Politics
Ponte Brings Record of Reform to City's Prison System
New York City Mayor Bill de Blasio announced appointments for several key criminal justice agencies today--likening his selections to a "dream team"--a term he's used to describe several other appointments to his administration thus far. The mayor's appointments included Joseph Ponte as commissioner of the Department of Corrections; Ana Bermudez as commissioner of the Department of Probation; Elizabeth Glazer as director of the Mayor's Office of Criminal Justice; and Vincent Schiraldi as senior adviser to the Mayor's Office of Criminal Justice.
While the latter three are all veterans of the city and state's criminal justice system, Ponte, the newcomer from New England, is particularly intriguing. Ponte served in the exact same capacity in Maine and has been widely hailed for helping overhaul the state's prison system, which had previously been plagued by inmate suicides, hunger strikes, inmate assaults on guards, guard assaults on inmates and unexplained inmate deaths. A former warden, Ponte focused on the Special Management Unit, more commonly known as solitary confinement, reducing the number of prisoners in the unit by almost 60 percent, in part by ordering that inmates not be placed in isolation longer than 72 hours without his personal approval, but also by requiring guards to use “informal sanctions” to discipline unruly prisoners, like taking away commissary or recreation privileges, as alternatives to solitary.

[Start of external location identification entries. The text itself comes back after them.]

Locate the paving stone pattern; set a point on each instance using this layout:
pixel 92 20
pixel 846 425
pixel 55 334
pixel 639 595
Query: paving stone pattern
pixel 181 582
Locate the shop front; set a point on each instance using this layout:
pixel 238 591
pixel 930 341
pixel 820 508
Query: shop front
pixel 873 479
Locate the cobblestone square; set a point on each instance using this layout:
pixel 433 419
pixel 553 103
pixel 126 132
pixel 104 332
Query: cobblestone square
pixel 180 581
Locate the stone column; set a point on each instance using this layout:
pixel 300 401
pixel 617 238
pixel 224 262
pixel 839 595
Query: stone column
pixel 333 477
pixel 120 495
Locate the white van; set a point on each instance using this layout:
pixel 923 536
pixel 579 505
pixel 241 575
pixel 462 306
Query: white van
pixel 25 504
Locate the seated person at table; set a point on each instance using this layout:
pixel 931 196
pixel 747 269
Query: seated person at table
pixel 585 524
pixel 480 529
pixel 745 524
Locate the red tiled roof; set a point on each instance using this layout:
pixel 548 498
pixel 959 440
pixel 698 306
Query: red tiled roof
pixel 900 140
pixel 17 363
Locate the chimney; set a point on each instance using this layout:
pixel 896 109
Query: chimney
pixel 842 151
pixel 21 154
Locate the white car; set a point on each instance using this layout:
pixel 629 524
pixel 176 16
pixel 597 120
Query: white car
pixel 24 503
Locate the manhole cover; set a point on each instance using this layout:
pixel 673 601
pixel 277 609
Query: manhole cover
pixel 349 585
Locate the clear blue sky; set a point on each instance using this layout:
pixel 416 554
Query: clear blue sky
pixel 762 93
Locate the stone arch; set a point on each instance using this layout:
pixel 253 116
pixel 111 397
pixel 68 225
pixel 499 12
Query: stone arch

Ponte also helped bring spending under control, stablizing Maine's corrections budget by reducing guard overtime expenses by 2.4 million, and reducing medical overspending for the prison system. Those qualifications should be music to the ears of de Blasio and his Budget Director Dean Fuleihan, considering that the city spends an average of $167,731 per inmate, according to a recent study by the Independent Budget Office.
While Ponte has said in the past that he encountered some resistance to these sweeping reforms while in Maine, it is safe to say that he is coming into a more welcoming environment, as the state has already begun moving towards revamping the use of solitary confinement, the largest prison system in the country to do so.